Code to replicate error:
using Random
using Distributions
function generate_distribution(rng, n = 100)
# How spiky?
Spikiness = Uniform(1, 10)
spikiness = rand(rng, Spikiness)
unnormalized_weights = rand(rng, Uniform(), n + 1) .^ spikiness
xs = collect(range(0, 1, n + 1))
ps = unnormalized_weights ./ sum(unnormalized_weights)
DiscreteNonParametric(xs, ps)
end
rng = MersenneTwister(20240218)
n = 3
MyDist = generate_distribution(rng)
μ = mean(MyDist)
θ₂ = var(MyDist)
γ₁ = skewness(MyDist)
κ = kurtosis(MyDist)
S = entropy(MyDist)
SampleDist = JointOrderStatistics(MyDist, n)
I originally didn't implement JointOrderStatistics for discrete distributions because its pmf looked really complicated (from https://doi.org/10.1137/1.9780898719062.ch3):
But on a closer look, $r_s - r_{s-1}$ is just the count of $x_s$ in $x$, so it's pretty simple if ranks is 1:n:
function logpdf(d::JointOrderStatistics{<:DiscreteUnivariateDistribution}, x::AbstractVector{<:Real})
n = d.n
ranks = d.ranks
@assert ranks == 1:n
# below is equivalent to the following but faster since x should be sorted
# sum(StatsBase.countmap(x)) do (x_i, c_i)
# c_i * logpdf(d, x_i) - loggamma(c_i + 1)
# end + loggamma(n + 1)
x_current = first(x)
count_current = 1
lp_current = logpdf(d.dist, x_current)
T = typeof(lp_current)
lp = zero(lp_current) + loggamma(T(n + 1))
for i in Iterators.drop(eachindex(x), 1)
x_i = x[i]
if x_i == x_current
count_current += 1
elseif x_i < x_current || !insupport(d.dist, x_i)
return oftype(lp, -Inf)
else
lp += count_current * lp_current - loggamma(T(count_current + 1))
x_current = x_i
count_current = 1
lp_current = logpdf(d.dist, x_i)
end
end
lp += count_current * lp_current - loggamma(T(count_current + 1))
return lp
end
I'm not the best way to support arbitrary subsets of ranks.
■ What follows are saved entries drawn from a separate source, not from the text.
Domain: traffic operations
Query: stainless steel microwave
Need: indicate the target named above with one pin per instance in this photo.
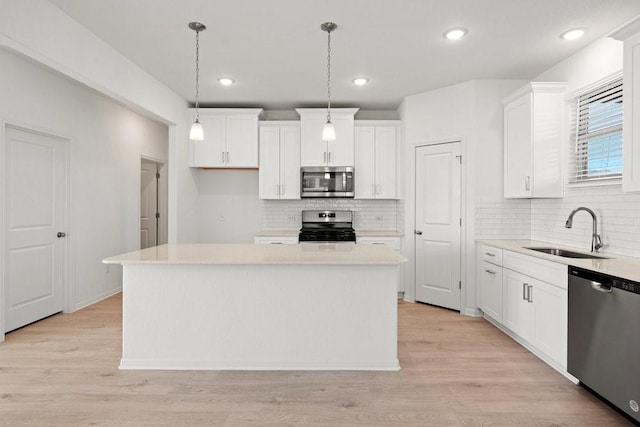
(326, 181)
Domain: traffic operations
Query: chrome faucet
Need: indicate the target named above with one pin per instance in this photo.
(596, 242)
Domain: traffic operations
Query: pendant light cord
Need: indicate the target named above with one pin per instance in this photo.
(329, 76)
(197, 73)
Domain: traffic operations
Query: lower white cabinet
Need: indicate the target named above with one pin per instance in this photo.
(528, 296)
(537, 312)
(490, 292)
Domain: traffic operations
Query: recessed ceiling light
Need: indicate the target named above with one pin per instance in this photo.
(574, 34)
(455, 33)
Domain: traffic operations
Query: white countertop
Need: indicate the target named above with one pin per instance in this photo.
(361, 233)
(614, 265)
(239, 254)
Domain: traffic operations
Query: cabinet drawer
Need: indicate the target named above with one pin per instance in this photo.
(491, 254)
(547, 271)
(394, 242)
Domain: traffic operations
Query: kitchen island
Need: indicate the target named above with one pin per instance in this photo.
(260, 307)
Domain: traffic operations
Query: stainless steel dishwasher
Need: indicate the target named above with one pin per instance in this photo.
(604, 337)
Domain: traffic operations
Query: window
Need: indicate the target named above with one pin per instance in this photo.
(597, 134)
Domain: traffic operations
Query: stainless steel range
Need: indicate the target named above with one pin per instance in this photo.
(327, 227)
I suspect it would require being able to enumerate all elements in the support of the wrapped distribution between two bounds.
If you'd like to put this together into a PR or see a better way to go about it, I'd be happy to review!
Thanks for your input. Knowing that you're open to a PR, I'd like to try my hand at it.